The name Tepito is instantly recognizable to Mexicans, bringing to mind images of tough streets and rowdy market vendors – Mexico’s archetypal barrio bravo, or “fierce neighborhood”. Yet despite its reputation, many residents are incredibly proud. The neighborhood has produced some of the country’s most celebrated icons, including comedians, soccer players, and most notably, boxers.

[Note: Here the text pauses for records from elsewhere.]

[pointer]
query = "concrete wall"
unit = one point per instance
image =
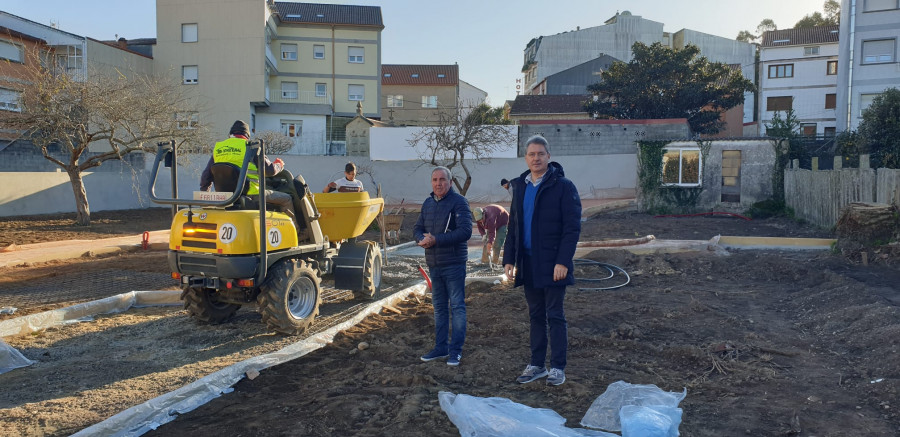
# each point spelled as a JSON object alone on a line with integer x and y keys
{"x": 390, "y": 144}
{"x": 599, "y": 137}
{"x": 757, "y": 164}
{"x": 609, "y": 176}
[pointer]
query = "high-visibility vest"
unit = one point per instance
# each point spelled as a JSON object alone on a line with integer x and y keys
{"x": 232, "y": 151}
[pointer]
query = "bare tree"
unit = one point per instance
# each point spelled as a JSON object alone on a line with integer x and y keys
{"x": 457, "y": 141}
{"x": 277, "y": 143}
{"x": 80, "y": 122}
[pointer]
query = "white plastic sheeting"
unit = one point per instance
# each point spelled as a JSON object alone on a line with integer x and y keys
{"x": 501, "y": 417}
{"x": 11, "y": 359}
{"x": 142, "y": 418}
{"x": 112, "y": 304}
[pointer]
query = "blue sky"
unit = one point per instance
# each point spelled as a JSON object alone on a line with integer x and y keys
{"x": 486, "y": 37}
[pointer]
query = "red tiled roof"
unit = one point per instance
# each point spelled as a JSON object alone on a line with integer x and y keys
{"x": 549, "y": 104}
{"x": 317, "y": 13}
{"x": 801, "y": 36}
{"x": 405, "y": 74}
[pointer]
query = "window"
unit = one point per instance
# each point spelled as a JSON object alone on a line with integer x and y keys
{"x": 189, "y": 32}
{"x": 878, "y": 51}
{"x": 356, "y": 92}
{"x": 356, "y": 55}
{"x": 865, "y": 100}
{"x": 808, "y": 129}
{"x": 778, "y": 103}
{"x": 187, "y": 120}
{"x": 9, "y": 100}
{"x": 395, "y": 101}
{"x": 289, "y": 90}
{"x": 681, "y": 167}
{"x": 189, "y": 74}
{"x": 292, "y": 128}
{"x": 786, "y": 70}
{"x": 289, "y": 52}
{"x": 880, "y": 5}
{"x": 12, "y": 52}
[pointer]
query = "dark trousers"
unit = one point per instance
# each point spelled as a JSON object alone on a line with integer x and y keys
{"x": 545, "y": 309}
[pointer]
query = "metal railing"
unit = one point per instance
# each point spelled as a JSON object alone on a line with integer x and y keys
{"x": 302, "y": 97}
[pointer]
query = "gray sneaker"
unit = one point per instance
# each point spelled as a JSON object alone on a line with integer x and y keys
{"x": 531, "y": 373}
{"x": 557, "y": 377}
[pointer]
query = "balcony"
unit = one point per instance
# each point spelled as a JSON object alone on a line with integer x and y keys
{"x": 298, "y": 97}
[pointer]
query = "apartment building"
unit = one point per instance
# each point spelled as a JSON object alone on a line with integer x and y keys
{"x": 870, "y": 30}
{"x": 298, "y": 68}
{"x": 798, "y": 70}
{"x": 24, "y": 44}
{"x": 547, "y": 55}
{"x": 419, "y": 95}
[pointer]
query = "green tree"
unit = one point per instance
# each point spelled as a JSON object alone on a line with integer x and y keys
{"x": 880, "y": 129}
{"x": 456, "y": 141}
{"x": 661, "y": 82}
{"x": 79, "y": 123}
{"x": 785, "y": 134}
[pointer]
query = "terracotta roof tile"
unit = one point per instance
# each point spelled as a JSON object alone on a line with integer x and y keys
{"x": 407, "y": 74}
{"x": 317, "y": 13}
{"x": 801, "y": 36}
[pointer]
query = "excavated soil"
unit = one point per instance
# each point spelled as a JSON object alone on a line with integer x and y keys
{"x": 766, "y": 343}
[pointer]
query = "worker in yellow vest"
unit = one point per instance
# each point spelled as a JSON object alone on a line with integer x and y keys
{"x": 232, "y": 151}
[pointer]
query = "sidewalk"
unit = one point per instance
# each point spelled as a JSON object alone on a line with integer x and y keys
{"x": 159, "y": 240}
{"x": 57, "y": 250}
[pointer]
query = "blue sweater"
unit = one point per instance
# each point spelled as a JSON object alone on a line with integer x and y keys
{"x": 555, "y": 227}
{"x": 450, "y": 221}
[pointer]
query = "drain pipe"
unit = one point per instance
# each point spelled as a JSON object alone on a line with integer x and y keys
{"x": 852, "y": 41}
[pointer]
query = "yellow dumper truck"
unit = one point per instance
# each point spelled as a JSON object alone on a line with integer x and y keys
{"x": 226, "y": 255}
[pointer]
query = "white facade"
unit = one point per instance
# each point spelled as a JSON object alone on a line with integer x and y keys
{"x": 800, "y": 74}
{"x": 870, "y": 36}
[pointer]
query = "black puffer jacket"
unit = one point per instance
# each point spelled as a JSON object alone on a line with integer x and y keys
{"x": 450, "y": 221}
{"x": 556, "y": 226}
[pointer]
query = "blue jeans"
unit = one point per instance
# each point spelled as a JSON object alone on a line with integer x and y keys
{"x": 448, "y": 286}
{"x": 545, "y": 307}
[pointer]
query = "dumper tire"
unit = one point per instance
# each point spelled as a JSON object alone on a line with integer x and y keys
{"x": 289, "y": 298}
{"x": 201, "y": 303}
{"x": 372, "y": 268}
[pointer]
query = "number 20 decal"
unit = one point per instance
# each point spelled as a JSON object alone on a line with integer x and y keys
{"x": 274, "y": 237}
{"x": 227, "y": 233}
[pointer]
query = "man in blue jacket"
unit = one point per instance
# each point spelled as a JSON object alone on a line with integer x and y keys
{"x": 443, "y": 229}
{"x": 544, "y": 226}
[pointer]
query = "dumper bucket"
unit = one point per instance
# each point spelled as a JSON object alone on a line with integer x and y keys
{"x": 346, "y": 215}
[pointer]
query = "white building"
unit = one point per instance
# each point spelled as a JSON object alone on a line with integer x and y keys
{"x": 798, "y": 70}
{"x": 868, "y": 51}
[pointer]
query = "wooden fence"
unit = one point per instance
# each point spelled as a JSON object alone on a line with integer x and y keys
{"x": 818, "y": 196}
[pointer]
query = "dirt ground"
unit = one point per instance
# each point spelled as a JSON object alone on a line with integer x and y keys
{"x": 766, "y": 343}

Tepito is so closely associated with the “sweet science” that the neighborhood’s subway stop sign is a boxing glove. Home to several world-renowned boxing gyms, Tepito has produced several icons of the sport including Carlos Zarate, Kid Azteca and Rubén Olivares. Other great fighters such as Marco Antonio Barrera were born outside of the neighborhood but frequently visited its gyms to train.

Boxer’s Alley, Tepito

Discipline and exercise

Boxing is a way of life in Tepito, and many parents are keen for their children to train in the sport, both so they can protect themselves on the streets and so they might achieve financial success.

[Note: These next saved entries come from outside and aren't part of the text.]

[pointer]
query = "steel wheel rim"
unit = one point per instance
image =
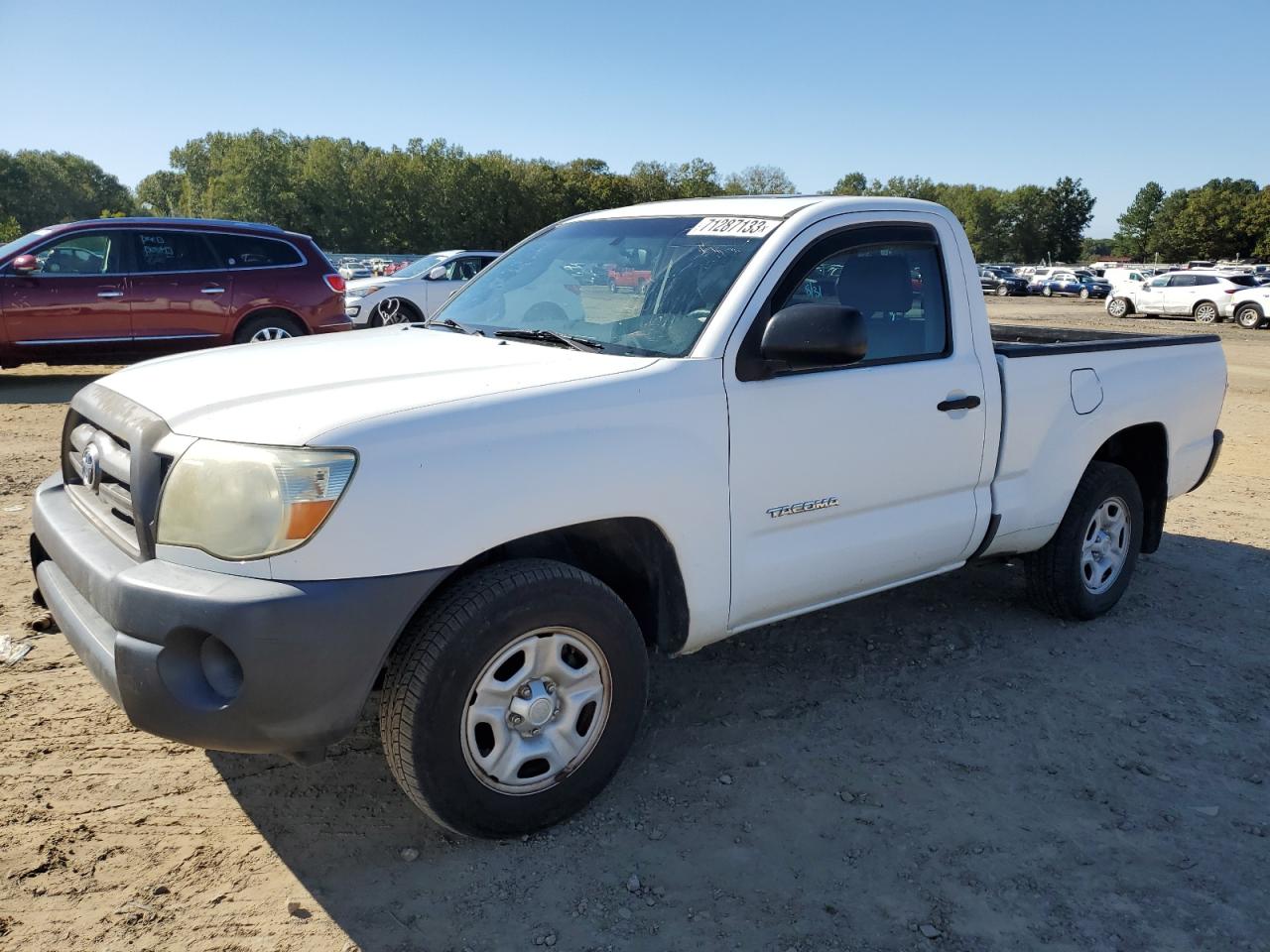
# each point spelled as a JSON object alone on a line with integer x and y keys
{"x": 391, "y": 311}
{"x": 270, "y": 334}
{"x": 532, "y": 720}
{"x": 1105, "y": 547}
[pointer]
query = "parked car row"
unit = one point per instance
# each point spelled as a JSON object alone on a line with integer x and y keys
{"x": 113, "y": 290}
{"x": 1205, "y": 296}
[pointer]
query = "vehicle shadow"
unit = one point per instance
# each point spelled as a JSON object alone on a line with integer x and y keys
{"x": 937, "y": 760}
{"x": 54, "y": 388}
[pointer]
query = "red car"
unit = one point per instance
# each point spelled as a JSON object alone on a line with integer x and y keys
{"x": 117, "y": 290}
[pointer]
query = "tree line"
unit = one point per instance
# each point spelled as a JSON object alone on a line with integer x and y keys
{"x": 431, "y": 194}
{"x": 1223, "y": 218}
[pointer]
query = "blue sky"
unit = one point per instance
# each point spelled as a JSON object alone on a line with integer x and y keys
{"x": 993, "y": 93}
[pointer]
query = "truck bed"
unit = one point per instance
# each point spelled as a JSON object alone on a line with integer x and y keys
{"x": 1017, "y": 340}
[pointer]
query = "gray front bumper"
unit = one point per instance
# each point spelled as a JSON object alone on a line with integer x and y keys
{"x": 302, "y": 656}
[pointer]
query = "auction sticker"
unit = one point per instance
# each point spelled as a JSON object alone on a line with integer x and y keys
{"x": 730, "y": 226}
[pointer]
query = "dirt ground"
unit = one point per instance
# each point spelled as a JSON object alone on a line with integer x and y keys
{"x": 939, "y": 767}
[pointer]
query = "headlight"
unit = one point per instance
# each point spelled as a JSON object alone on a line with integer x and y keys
{"x": 245, "y": 502}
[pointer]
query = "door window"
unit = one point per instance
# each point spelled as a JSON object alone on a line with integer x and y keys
{"x": 253, "y": 252}
{"x": 173, "y": 252}
{"x": 85, "y": 253}
{"x": 892, "y": 276}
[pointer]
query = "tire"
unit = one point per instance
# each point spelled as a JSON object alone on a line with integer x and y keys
{"x": 268, "y": 326}
{"x": 1066, "y": 578}
{"x": 1248, "y": 317}
{"x": 394, "y": 309}
{"x": 461, "y": 647}
{"x": 1119, "y": 307}
{"x": 1206, "y": 312}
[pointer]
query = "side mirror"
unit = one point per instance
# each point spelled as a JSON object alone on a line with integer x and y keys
{"x": 811, "y": 336}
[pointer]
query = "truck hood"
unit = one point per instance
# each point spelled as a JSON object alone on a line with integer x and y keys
{"x": 289, "y": 393}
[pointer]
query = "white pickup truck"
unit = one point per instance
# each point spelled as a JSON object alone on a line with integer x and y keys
{"x": 495, "y": 516}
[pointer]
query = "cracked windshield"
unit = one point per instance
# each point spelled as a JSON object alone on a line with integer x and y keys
{"x": 643, "y": 286}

Local boxers are heroes in Tepito and provide vital role models in an area where the criminal life is a constant temptation for youngsters. Tepito is known for its drug-trafficking operations and youngsters grow up seeing friends with new trucks, gold watches and easy money.

Boxing, which requires discipline, sobriety and strenuous exercise, offers a clear alternative to the criminal culture that provides drug cartels with their steady supply of recruits. It also offers residents hope and a way out of poverty.

Kid Azteca

Welterweight boxer Kid Azteca was the first in a long line of Tepito boxers to find success on the international stage. Boxing professionally from 1932 to 1961, Kid Azteca, (whose real name was Luis Villanueva) fought more than 250 times and was noted for his exciting style.

Kid Azteca

Later Tepito boxers went on to achieve even greater things in the sport. In 1999, the Associated Press voted Carlos Zarate and Rubén Olivares as the greatest bantamweights of all time. Both legendary Tepito fighters were known for their incredible power. Zarate once knocked out 23 opponents in a row, while Olivares knocked out 24, making them the only two fighters in history with such impressive knockout streaks.

Proud neighbourhood

Boxing icons such as Azteca, Zarate and Olivares are key to the identity of the region. Tepito is often spoken of in a negative light outside of the area and is best known for its market and the criminality that plagues the area. Yet local residents are often extremely proud to have roots in the neightborhood and boxing is an important part of their sense of identity: these are a fighting people, who will stand up to anyone. As a traditional center of working class life, Tepito has similarities to the East End of London before gentrification set in during the 1980s.

The working-class pride of Tepito residents is powerfully reflected in a popular saying in the neighborhood: “To be Mexican is a privilege, but to be from Tepito is a gift of God.”